On 15 September 2014, the club signed Nicolas Anelka, a former French international who had been a free agent since his departure from West Bromwich Albion earlier in the year. Three days later, former Swedish international Freddie Ljungberg was signed as the team's first marquee player, returning from two years of retirement.

Mumbai were the visitors in the first ever ISL match on 12 October 2014, at Atlético de Kolkata's Salt Lake Stadium. Without Anelka and Ljungberg, the side lost 3–0. On 18 October 2014, the club registered their first victory over FC Pune City by beating them 5–0 at DY Patil Stadium, Mumbai, in which André Moritz registered the first ever hat-trick of ISL. The team finished seventh in the table out of eight and did not qualify for the playoffs.

Second season (2015)

In July 2015, Nicolas Anelka became player-manager, replacing Englishman Peter Reid. Frantz Bertin was appointed captain at the beginning of the season. The club then roped in India captain Sunil Chhetri for a domestic record-breaking deal of ₹1.2 crore, and signed 2015 I-League's player of the year awardee Sony Norde of Haiti. Sunil Chhetri was the top scorer for the team as he scored 7 goals including a hat-trick against NorthEast United FC. Mumbai only won four matches and lost six to finish in sixth position in the league table. Due to such results, Anelka resigned and announced his departure at the end of the season.
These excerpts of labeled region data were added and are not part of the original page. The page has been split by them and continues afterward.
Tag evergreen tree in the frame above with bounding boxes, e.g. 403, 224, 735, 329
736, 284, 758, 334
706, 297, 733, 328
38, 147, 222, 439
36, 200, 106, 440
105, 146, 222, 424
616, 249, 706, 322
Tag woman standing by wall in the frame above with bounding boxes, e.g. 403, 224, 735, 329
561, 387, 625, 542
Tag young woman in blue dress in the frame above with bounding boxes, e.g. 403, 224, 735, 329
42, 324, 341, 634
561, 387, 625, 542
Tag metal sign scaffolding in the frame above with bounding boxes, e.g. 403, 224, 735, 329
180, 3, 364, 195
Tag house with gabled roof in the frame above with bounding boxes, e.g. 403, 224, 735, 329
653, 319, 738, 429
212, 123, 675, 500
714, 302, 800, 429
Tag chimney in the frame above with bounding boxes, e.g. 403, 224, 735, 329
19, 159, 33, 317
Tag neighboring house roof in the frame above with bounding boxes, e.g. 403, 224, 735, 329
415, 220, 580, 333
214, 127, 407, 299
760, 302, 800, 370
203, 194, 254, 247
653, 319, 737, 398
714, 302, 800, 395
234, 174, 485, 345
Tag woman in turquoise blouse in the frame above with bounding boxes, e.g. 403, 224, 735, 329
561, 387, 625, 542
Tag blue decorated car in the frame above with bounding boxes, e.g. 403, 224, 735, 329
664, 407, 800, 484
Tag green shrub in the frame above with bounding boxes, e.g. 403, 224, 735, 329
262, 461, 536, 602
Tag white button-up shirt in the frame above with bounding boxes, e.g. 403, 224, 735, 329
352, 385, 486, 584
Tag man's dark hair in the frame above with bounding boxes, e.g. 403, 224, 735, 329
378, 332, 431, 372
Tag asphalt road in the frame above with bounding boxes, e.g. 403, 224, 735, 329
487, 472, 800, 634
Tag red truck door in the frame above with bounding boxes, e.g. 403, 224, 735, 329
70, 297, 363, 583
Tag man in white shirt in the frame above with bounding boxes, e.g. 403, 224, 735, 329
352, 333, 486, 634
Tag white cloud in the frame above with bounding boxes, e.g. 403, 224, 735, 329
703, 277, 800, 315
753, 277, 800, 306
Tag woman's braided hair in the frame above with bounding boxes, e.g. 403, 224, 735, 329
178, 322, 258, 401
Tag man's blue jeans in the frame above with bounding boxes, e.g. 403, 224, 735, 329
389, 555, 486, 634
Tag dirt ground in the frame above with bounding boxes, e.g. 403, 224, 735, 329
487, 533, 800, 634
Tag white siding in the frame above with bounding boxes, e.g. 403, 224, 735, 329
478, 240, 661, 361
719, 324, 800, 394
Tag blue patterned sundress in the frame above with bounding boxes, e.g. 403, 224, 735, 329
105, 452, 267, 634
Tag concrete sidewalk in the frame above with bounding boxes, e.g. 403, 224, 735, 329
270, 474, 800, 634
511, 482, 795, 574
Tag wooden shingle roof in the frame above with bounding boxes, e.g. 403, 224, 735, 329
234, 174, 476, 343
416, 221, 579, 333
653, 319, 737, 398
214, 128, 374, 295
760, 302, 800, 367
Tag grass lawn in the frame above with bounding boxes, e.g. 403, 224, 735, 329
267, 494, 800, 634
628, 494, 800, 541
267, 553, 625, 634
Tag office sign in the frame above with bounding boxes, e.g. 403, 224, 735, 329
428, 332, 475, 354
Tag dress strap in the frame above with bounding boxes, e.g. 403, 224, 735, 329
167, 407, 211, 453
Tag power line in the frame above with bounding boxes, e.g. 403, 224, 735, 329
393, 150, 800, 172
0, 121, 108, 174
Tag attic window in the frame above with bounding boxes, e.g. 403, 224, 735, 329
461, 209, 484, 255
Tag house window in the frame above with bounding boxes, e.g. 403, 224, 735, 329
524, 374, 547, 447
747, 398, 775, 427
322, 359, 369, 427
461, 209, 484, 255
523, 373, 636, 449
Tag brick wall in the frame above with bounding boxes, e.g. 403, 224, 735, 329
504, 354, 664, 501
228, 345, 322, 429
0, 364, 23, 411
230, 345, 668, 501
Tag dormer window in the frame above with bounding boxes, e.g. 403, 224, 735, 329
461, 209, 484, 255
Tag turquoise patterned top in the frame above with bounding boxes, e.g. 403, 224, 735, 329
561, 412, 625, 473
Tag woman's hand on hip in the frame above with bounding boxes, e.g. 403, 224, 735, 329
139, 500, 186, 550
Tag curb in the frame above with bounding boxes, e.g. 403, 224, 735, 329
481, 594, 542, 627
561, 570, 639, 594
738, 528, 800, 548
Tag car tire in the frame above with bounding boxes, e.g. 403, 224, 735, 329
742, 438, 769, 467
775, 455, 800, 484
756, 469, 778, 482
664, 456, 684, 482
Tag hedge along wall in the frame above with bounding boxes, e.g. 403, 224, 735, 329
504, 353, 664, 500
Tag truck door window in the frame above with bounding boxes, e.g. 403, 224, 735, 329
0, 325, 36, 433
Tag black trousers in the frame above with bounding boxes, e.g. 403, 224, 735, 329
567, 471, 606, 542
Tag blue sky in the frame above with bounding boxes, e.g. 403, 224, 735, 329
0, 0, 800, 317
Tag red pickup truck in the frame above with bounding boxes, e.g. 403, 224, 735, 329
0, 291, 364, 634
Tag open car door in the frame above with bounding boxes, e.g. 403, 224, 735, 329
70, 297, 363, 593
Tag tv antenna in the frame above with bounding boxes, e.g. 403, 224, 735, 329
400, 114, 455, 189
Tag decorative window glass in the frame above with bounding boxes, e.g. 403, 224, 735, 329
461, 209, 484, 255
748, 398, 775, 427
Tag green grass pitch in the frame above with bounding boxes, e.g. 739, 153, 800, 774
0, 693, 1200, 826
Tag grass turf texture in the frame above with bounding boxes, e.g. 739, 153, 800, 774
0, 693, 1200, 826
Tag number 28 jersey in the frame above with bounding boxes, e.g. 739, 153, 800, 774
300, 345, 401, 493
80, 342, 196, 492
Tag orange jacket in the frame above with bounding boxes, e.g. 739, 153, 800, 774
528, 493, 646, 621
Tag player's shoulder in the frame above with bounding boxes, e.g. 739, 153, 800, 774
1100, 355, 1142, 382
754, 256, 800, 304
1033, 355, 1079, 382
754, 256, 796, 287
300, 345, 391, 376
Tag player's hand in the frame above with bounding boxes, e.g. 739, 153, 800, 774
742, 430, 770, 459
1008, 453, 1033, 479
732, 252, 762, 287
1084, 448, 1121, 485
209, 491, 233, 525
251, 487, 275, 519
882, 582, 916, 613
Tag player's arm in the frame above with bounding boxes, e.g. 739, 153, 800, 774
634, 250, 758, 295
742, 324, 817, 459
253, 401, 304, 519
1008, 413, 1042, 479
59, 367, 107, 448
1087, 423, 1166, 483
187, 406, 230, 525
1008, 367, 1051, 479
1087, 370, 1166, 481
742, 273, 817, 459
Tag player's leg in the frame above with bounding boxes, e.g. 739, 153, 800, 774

Alexandre Guimarães era (2016–2018)

After the first two seasons, Mumbai City's management made big changes as they appointed Alexandre Guimarães as the head coach for the 2016 Indian Super League (ISL) season. The club moved into their new home stadium, the Mumbai Football Arena, at Andheri. The club also signed 2010 FIFA World Cup Golden Ball winner Diego Forlán on a three-month deal, with option to extend for another year as a marquee player for the season.

The arrival of the Uruguayan changed the dynamics of the struggling Mumbai team to title contenders. Forlan scored the first hat-trick of the Hero Indian Super League 2016 season as The Islanders beat Kerala Blasters 5–0 at Mumbai Football Arena on 19 November 2016. It was also the first hat-trick of any marquee player in the history of the ISL. The team conceded the fewest goals (8) of all teams in the league, whilst Lucian Goian finished with the most tackles (67) in the league. Alexandre's men in blues kept 8 clean sheets in the group stage, making it a record across all the three editions of the tournament. As a result, Mumbai City finished the 14 rounds with 6 wins, 5 draws and 3 losses. However, it went down to Atletico de Kolkata in the twin legged semi-finals.

In 2017, Indian Super League announced another auction to make way for new entrants Jamshedpur FC & Bengaluru FC which led to others clubs to start the squad rebuilding process once again. MCFC managed to retain Alexandre Guimarães after he guided the club to their first ever playoffs in three seasons, but they missed out on their star performers including club's all-time top goalscorer Sunil Chhetri. The club did manage to retain Captain & goalkeeper Amrinder Singh for 12.0 million INR. He was also awarded the best goalkeeper in 2016, keeping record clean sheets for the club. They also retained the services of midfielder Sehnaj Singh who was instrumental in the club's success in the previous season. In the foreign department, they retained the defensive duo of Lucian Goian and Gerson Vieira alongside midfielder Leo Costa. They also retained Rakesh Oram, a player under the U-21 player quota. But the new signings did not perform at their very best as they finished the season in 7th position, failing to qualify for the playoffs, with the coach being criticized for overly defensive tactics.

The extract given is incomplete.